Regia di Nicholas Jarecki vedi scheda film
Richard Gere è a mio avviso, come ho già riferito poco tempo fa a proposito di Pierce Brosnan, uno di quegli attori divenuti divi grazie alla bellezza, ad un gradevole apparire che si sono ritrovati addosso grazie ad una generosità di cui non hanno merito (né colpa) e non certo per qualità espressive o vocazioni particolari: ma a differenza di molti altri belli miracolati, costoro hanno saputo insistere, applicarvisi, chi per orgoglio, chi per umiltà, cercando di attenuare i punti più deboli e le eventuali carenze della loro arte recitativa non particolarmente sviluppata, ottenendo nel tempo un livello artistico degno del mestiere che continuano a portare avanti con indubbio riscontro. E se anche Arbitrage non si può dire sia stato proprio un grande successo presso il mercato americano, il film si segnala tuttavia per una sua onestà di fondo nel tratteggiare le concitate (ma non fantasmagoriche o improbabili come accade spesso nella finzione, grazie in questo caso ad una narrazione che si mantiene pacata e realista e non punta a colpi di scena forzati che giocano sull'emotività dello spettatore) manovre di un manager sessantenne brillante ed arricchito sulle spalle di ignari risparmiatori in buona fede. E tutto per per liberarsi, e dunque "arbitraggiare" gli investimenti arrischiati che caratterizzano il suo portafoglio strategico, che sta andando velocemente in fumo a causa della crisi, ma pure del fatto che le sue previsioni non si stanno avverando, e che, da bravo manager scaltro, non vuole trovarsi lui col cerino in mano un attimo prima di bruciarsi.
Le cose si complicano quando una sera Robert Miller (questo il suo nome), in auto con la giovane splendida amante e gallerista d’arte francese (la meravigliosa, inarrivabile Laetitia Casta) urta per distrazione lo zoccolo di un marciapiede rialzato in galleria e la sua auto si ribalta violentemente: egli ne esce piuttosto ammaccato ma vivo; la sua amante muore sul colpo. Nella fretta, solo e senza alcun testimone, decide che non puo’ farsi coinvolgere ufficialmente in una storia che metterebbe a repentaglio la propria organizzata serenità familiare e, con la complicità del figlio di un dipendente, riesce a sottrarsi alle meticolose indagini di uno scaltro commissario (un Tim Roth qui un po’ sprecato o almeno sottoutilizzato in un ruolo che rimane solo abbozzato), che sa già tutto e deve solo trovare il modo più efficace per incastrare la sua preda.

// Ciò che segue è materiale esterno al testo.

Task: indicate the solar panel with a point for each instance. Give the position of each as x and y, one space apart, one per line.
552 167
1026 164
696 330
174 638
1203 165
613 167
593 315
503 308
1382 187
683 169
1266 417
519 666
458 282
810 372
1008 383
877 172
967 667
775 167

Gere vanta una carriera costellata di personaggi negativi, doppiogiochisti, sprezzanti, spesso molto riusciti: l’aspetto piu’ convincente, curioso ed insolito di questo thriller che è tutto fuorché adrenalinico, ma anzi dallo svolgimento controllatissimo e quasi sottotono, che si circonda tuttavia di atmosfere noir piuttosto coinvolgenti e quasi intriganti, è quella di disegnare un personaggio contraddittorio che non risulta tuttavia il solito mostro sprezzante di cattiveria e sopra le righe: piuttosto una persona doppiogiochista, bugiarda e falsa come lo siamo in tanti oggi, chi più chi meno, per sopravvivere e mantenersi al di sopra della massa, cercando di cavalcare quel successo sempre effimero di cui non si è mai sazi. Una parte che un Gere in gran forma fisica gestisce alla perfezione, evitando gigionismi e puntando invece all’essenzialità, conferendo al suo personaggio sempre in bilico sull’orlo del burrone del crack finanziario e familiare, una credibilità che non risultava per nulla scontata.